Recently, TIME magazine published an expose on a polygamous family. Many thanks to G. Shane Morris of Colson Center’s Breakpoint in finding this. The fundamentalist Mormons were surprisingly upper-middle class in their livelihood, sweeping away the “ick factor” of compounds and underage marriages. Even more telling was the video blurb which featured the author of the article, Belinda Luscombe. Although the journalist in no way approved of such lifestyles, her conclusions regarding marriage were quite telling. You can watch it here:
The magazine’s editor-at-large commented on couples…erm, spouses “living plural” in “celestial marriage.” She asserted, ”I don’t think polygamy is going to have the traction that same-sex marriage has and maybe it probably shouldn’t.” Luscombe reported that monogamous cultures are more “stable” and “better educated.” In other words, means are justified purely by consequences. ”In the end, polygamy is not the way forward, but probably what I learned in the story is that it’s not as weird as you’d think it would be.”
Oh, well, that’s a relief. I was going to be a real annoyance about fighting for monogamous marriage, but as long as polygamy doesn’t give me the willies, I’ll don’t have to worry about a thing. Heaven forbid we oppose the progressive “way forward.” For all you stodgy traditionalist types, never fear!

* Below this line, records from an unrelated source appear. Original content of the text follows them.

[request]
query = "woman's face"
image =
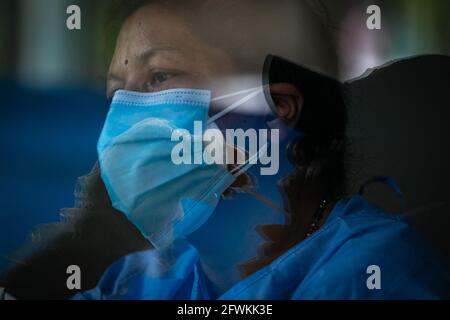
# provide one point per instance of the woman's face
(156, 51)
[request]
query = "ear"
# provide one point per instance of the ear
(288, 102)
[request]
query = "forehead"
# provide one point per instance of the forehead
(155, 27)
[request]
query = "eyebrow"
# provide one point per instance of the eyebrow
(145, 56)
(150, 53)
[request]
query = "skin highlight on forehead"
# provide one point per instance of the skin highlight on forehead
(153, 38)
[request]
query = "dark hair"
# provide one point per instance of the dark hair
(93, 234)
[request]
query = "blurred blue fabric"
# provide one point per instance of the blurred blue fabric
(47, 139)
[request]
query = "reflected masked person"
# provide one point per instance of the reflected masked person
(270, 221)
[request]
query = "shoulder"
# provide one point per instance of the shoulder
(370, 245)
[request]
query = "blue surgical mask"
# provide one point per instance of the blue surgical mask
(163, 200)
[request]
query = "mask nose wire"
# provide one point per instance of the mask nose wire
(254, 93)
(237, 93)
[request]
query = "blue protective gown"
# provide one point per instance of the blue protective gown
(331, 264)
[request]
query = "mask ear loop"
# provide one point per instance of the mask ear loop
(244, 167)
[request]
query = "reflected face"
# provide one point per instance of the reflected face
(156, 51)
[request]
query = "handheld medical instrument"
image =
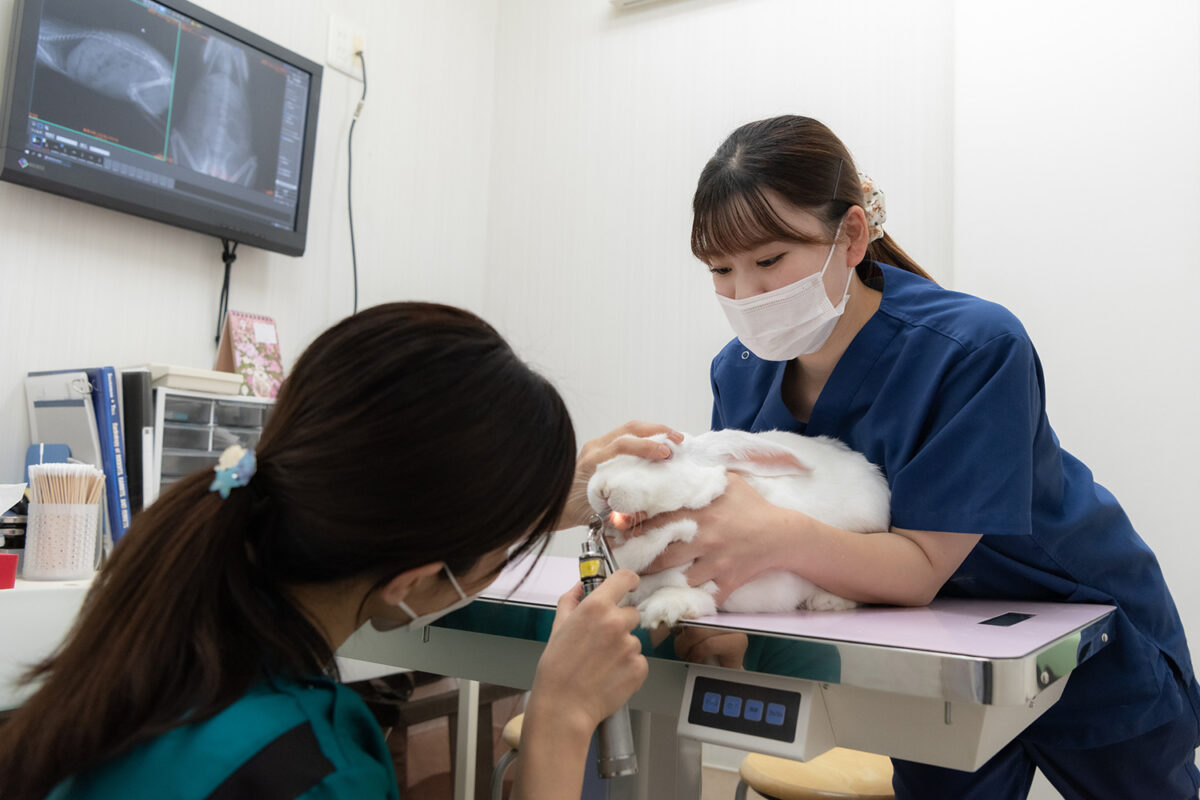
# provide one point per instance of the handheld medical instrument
(616, 735)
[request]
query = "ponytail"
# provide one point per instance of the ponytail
(173, 626)
(886, 251)
(803, 162)
(378, 457)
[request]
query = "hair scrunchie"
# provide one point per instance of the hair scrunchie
(875, 205)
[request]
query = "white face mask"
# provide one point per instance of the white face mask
(789, 322)
(421, 620)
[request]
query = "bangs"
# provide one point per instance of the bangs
(737, 221)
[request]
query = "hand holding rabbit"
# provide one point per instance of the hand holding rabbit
(724, 503)
(738, 536)
(633, 439)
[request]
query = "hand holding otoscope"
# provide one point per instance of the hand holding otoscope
(589, 668)
(615, 734)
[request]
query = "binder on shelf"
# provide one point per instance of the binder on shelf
(250, 347)
(101, 384)
(137, 415)
(60, 411)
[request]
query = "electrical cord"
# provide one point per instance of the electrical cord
(349, 178)
(228, 254)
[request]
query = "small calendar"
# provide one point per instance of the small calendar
(250, 347)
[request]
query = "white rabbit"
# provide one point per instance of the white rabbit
(816, 475)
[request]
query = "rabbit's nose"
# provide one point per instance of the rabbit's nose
(621, 521)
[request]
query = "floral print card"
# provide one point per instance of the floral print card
(250, 347)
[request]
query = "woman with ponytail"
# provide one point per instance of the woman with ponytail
(841, 334)
(411, 455)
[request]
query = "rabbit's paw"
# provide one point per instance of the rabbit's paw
(670, 605)
(825, 601)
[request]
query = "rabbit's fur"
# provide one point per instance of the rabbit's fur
(816, 475)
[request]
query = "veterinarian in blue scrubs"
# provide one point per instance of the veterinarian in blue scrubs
(840, 334)
(383, 489)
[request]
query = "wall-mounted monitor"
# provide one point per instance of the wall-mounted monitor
(163, 110)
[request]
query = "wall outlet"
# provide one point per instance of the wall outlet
(343, 42)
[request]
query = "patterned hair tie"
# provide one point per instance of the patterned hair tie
(234, 469)
(874, 204)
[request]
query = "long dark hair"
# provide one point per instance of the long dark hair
(406, 434)
(802, 161)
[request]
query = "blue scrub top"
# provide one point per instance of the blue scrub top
(310, 739)
(945, 392)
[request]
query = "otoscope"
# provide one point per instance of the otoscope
(616, 735)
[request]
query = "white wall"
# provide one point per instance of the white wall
(84, 286)
(535, 158)
(1077, 205)
(604, 120)
(1042, 155)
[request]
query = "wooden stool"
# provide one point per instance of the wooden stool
(511, 735)
(838, 774)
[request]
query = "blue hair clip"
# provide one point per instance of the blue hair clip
(234, 469)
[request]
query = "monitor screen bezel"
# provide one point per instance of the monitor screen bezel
(127, 196)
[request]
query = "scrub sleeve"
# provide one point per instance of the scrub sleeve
(286, 739)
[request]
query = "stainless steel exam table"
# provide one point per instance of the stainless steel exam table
(948, 684)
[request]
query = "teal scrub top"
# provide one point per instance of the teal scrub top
(311, 739)
(945, 392)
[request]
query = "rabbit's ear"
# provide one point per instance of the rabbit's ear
(750, 455)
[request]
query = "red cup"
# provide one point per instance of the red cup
(7, 570)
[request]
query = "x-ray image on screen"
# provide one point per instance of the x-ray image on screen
(107, 72)
(161, 86)
(216, 130)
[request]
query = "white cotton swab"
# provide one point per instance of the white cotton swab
(66, 483)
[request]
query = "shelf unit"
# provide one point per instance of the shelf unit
(193, 428)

Our progressive cultural leaders have set a firm line in the sand against non-monogamous marriage, enshrouded in those mightiest of adverbs “maybe…probably.”
Now to be less acerbic: there is no line. There is no limit. There is no nature with its natural ends. There is no “no.” There is instead an amorphous concept of “commitment.” These are the wages of progressivism. When I was at a conference, a priest offered a very important insight. Moralistic therapeutic deism, it has rightly been asserted, is the overwhelmingly popular religion of America. The only “moral” in the moralistic adjective is this: don’t be a jerk. Those seeking polygamous lifestyles are fine as long as they don’t dress funny or insult our own constantly-blunted sensibilities.
If there is no sexual standard for human beings found in nature or special revelation, one really does fall into a slippery slope. Well, more like an abyss, to be honest. LGBT activists in the church get very offended when Christians–often foreign church members–ask if these same activists think bestiality, pedophilia, polyandry, and polygamy are acceptable expressions of sexuality. The sexual revisionists throw up their hands in horrified consternation (or with an insensitivity siren a la UMC General Conference in Tampa).
But, even if the slippery slope concern is insensitive, how can it not be a concern? The individual becomes the arbiter of reality, granted that he can acquire support from the right powers-that-be. The Scriptures and human nature have been quite clear on this point of homosexuality. When we pretend they do not, we need to realize we’ve stepped off a rock onto sand.
UPDATE–If I may quote from IRD intern Julia Polese, “I would add belief in the holy sacrament of Consent to the creed of moral therapeutic deism. Without a notion of the good, there’s only a meeting of wills. And if two people (or four or eight people) turn out to have the same will, then woohoo, my Will Deity must smile upon this fortuitous happenstance.”